The description is well-structured: a one-line summary, required fields, common signals, cross-session use case, return format, and a note about source_device. Every sentence adds value relative to the 37-parameter complexity.

Shorter descriptions cost fewer tokens and are easier for agents to parse. Every sentence should earn its place.

Completeness4/5

Given the tool's complexity, does the description cover enough for an agent to succeed on first attempt?

Despite no output schema and 37 parameters, the description covers the core functionality, required inputs, and most impactful signals. It references get_human_state for return fields, which may suffice if that tool is documented. Less common parameters are not explained, but the description is reasonably complete for its purpose.

Complex tools with many parameters or behaviors need more documentation. Simple tools need less. This dimension scales expectations accordingly.

Parameters5/5

Does the description clarify parameter syntax, constraints, interactions, or defaults beyond what the schema provides?

Schema description coverage is 0%, but the description adds significant meaning: it lists common signals with ranges (e.g., heart_rate 30-220), groups them by type (cardiovascular, vocal, etc.), and explains the purpose of subject_id, user_message, and ai_response for trigger memory. This fully compensates for the missing schema descriptions.

Input schemas describe structure but not intent. Descriptions should explain non-obvious parameter relationships and valid value ranges.

Purpose5/5

Does the description clearly state what the tool does and how it differs from similar tools?

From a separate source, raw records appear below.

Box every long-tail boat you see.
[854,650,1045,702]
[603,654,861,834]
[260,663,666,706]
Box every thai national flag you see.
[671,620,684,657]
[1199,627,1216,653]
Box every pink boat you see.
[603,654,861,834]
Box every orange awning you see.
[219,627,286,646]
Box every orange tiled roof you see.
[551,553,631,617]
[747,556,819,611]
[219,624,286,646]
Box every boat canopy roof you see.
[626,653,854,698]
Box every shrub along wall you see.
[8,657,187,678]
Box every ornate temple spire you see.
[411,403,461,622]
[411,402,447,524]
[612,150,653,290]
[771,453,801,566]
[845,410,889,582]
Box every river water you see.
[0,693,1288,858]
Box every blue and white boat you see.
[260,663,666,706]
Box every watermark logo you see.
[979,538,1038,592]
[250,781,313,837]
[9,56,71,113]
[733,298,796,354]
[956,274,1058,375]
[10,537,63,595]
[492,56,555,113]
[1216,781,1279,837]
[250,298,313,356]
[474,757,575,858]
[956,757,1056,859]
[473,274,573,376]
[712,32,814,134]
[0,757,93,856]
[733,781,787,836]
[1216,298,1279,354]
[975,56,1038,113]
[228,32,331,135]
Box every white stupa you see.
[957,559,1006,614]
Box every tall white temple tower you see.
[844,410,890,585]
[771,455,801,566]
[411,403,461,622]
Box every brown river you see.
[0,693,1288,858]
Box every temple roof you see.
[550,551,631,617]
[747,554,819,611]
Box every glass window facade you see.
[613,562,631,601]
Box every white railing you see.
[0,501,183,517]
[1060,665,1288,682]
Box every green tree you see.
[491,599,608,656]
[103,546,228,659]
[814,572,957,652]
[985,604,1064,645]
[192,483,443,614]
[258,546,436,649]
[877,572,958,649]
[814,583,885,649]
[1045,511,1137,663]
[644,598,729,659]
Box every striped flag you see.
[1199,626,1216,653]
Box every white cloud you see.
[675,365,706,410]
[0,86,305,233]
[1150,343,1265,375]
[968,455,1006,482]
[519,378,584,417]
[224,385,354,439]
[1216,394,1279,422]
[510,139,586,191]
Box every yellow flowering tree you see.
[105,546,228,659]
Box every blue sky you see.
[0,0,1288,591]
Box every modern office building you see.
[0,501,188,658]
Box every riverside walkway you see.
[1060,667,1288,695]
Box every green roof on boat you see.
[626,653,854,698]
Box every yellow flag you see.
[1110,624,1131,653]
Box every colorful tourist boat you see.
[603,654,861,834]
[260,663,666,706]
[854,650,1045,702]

The description clearly states the tool's action ('Send biometric signals') and outcome ('get unified state back'), distinguishing it from sibling tools that retrieve or query data. The verb and resource are specific.

Agents choose between tools based on descriptions. A clear purpose with a specific verb and resource helps agents select the right tool.

Usage Guidelines4/5

Does the description explain when to use this tool, when not to, or what alternatives exist?

The description specifies required fields (session_id, timestamp, at least one signal) and provides guidance for cross-session tracking (include subject_id, user_message, ai_response). It implies when to use this tool vs. siblings (others read, this writes), but does not explicitly state when not to use it.

Agents often have multiple tools that could apply. Explicit usage guidance like "use X instead of Y when Z" prevents misuse.